The company is conducting a search for a new CEO, Nexen said in a statement. Nexen spokeswoman Patti Lewis declined to comment on the management change and said the company would offer further details on Tuesday.
Gary Nieuwenburg, executive vice president of Nexen Canada, is also leaving the company effective immediately, Nexen said.
Nexen’s board felt it was time for change and new leadership, and that there wasn’t one specific factor that led to these executive changes, FirstEnergy Capital analyst Michael Dunn said in a note.
“However, given the level of association and involvement of Messrs. Romanow and Nieuwenburg with the Long Lake project, it is safe to assume that continued disappointments there played a role in these departures,” Dunn said.
Nexen’s C$6.1 billion Long Lake project in northern Alberta has never come close to producing at its nameplate capacity of 72,000 barrels of oil per day due to a series of technical and operating issues.
Nexen holds 65 percent of Long Lake, while China’s top offshore oil company, CNOOC Ltd (0883.HK) holds the remaining stake. Nexen has been forced to spend billions of dollars to fix the poorly performing project.
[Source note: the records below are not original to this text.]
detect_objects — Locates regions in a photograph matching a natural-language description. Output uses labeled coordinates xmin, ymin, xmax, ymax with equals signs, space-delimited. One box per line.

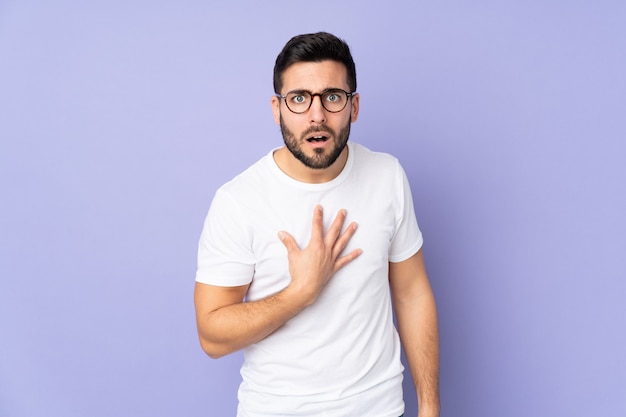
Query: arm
xmin=389 ymin=250 xmax=440 ymax=417
xmin=194 ymin=206 xmax=361 ymax=358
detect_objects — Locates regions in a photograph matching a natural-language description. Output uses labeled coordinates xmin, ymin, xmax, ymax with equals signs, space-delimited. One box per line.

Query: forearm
xmin=396 ymin=292 xmax=440 ymax=417
xmin=197 ymin=287 xmax=305 ymax=358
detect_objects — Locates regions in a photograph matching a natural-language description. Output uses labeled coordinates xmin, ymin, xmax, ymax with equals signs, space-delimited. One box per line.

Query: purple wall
xmin=0 ymin=0 xmax=626 ymax=417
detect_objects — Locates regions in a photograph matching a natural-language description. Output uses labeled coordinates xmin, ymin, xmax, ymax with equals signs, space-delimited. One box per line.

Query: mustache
xmin=302 ymin=125 xmax=336 ymax=137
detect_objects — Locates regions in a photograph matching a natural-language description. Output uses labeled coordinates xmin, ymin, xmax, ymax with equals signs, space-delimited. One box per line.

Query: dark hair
xmin=274 ymin=32 xmax=356 ymax=94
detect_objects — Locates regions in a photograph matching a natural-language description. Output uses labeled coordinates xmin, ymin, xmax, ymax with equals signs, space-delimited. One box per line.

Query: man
xmin=195 ymin=33 xmax=439 ymax=417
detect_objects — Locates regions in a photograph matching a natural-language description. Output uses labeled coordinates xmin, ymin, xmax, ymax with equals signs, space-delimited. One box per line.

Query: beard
xmin=280 ymin=115 xmax=350 ymax=169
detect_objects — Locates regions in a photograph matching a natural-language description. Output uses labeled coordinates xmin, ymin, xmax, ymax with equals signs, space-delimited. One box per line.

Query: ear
xmin=271 ymin=96 xmax=280 ymax=125
xmin=350 ymin=93 xmax=361 ymax=123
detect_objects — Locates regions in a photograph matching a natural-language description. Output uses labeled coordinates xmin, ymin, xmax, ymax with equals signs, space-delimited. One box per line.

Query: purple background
xmin=0 ymin=0 xmax=626 ymax=417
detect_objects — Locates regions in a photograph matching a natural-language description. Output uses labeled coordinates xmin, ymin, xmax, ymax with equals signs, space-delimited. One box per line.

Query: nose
xmin=309 ymin=95 xmax=326 ymax=123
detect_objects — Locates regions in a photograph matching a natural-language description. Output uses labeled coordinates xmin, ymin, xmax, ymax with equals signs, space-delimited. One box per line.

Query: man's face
xmin=272 ymin=61 xmax=359 ymax=170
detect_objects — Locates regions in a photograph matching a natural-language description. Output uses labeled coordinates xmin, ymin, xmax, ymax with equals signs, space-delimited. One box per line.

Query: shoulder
xmin=350 ymin=142 xmax=403 ymax=176
xmin=350 ymin=142 xmax=400 ymax=167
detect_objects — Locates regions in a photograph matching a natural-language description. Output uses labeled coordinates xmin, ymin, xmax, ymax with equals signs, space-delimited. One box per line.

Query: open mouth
xmin=306 ymin=135 xmax=328 ymax=143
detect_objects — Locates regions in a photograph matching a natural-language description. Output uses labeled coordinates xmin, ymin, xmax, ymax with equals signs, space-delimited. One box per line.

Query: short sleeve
xmin=196 ymin=189 xmax=255 ymax=287
xmin=389 ymin=163 xmax=423 ymax=262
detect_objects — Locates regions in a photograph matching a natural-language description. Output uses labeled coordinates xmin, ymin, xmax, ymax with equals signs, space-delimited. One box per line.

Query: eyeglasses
xmin=276 ymin=88 xmax=355 ymax=114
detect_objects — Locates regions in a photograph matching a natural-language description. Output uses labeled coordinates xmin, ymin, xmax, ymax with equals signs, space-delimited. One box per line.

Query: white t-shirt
xmin=196 ymin=142 xmax=422 ymax=417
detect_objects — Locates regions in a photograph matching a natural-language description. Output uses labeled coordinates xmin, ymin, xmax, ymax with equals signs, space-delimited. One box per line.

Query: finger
xmin=278 ymin=231 xmax=300 ymax=253
xmin=333 ymin=249 xmax=363 ymax=274
xmin=333 ymin=222 xmax=358 ymax=258
xmin=326 ymin=209 xmax=347 ymax=247
xmin=311 ymin=204 xmax=324 ymax=241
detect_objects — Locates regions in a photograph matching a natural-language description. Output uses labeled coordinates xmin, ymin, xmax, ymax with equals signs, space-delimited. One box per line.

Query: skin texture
xmin=194 ymin=61 xmax=439 ymax=417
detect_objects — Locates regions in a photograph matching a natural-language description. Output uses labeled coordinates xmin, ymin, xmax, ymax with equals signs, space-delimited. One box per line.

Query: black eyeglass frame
xmin=276 ymin=88 xmax=356 ymax=114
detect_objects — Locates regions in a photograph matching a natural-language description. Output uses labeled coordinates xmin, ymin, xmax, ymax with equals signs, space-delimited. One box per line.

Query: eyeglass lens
xmin=285 ymin=90 xmax=348 ymax=113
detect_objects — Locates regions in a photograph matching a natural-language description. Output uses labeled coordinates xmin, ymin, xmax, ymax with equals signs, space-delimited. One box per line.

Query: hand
xmin=278 ymin=205 xmax=362 ymax=305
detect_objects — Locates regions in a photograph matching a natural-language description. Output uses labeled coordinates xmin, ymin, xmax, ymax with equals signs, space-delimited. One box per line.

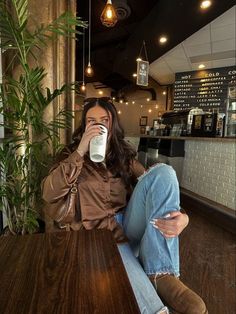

Nexen, which also failed to renew its license to operate in Yemen, has seen its shares fall 21.6 percent over the past 12 months, compared with a 13 percent drop in the Toronto Stock Exchange’s oil and gas group index. .SPTTEN.
While investors have pressed the company to take fast steps to improve the share price, Romanow looked mostly to longer-term prospects to raise the company’s production and profits.
Those prospects include new output from a West African oil field, improved performance from Long Lake and the eventual development of its promising Gulf of Mexico discoveries.
Romanow did not offer investors more immediate remedies, though the company has looked for a partner to buy into its shale gas assets in northern British Columbia and last year quietly mulled selling the entire company.
In November, Nexen forecast 2012 output of 185,000-220,000 barrels of oil equivalent a day before royalties, compared with 200,000-215,000 bpd in 2011.
The possible fall in production is primarily due to Nexen’s exit from Yemen after 18 years in the country.
The company is also planning on higher production from its North Sea assets, which include the Buzzard field and the Golden Eagle discovery.
Shares of the company closed at C$17.07 on Monday on the Toronto Stock Exchange.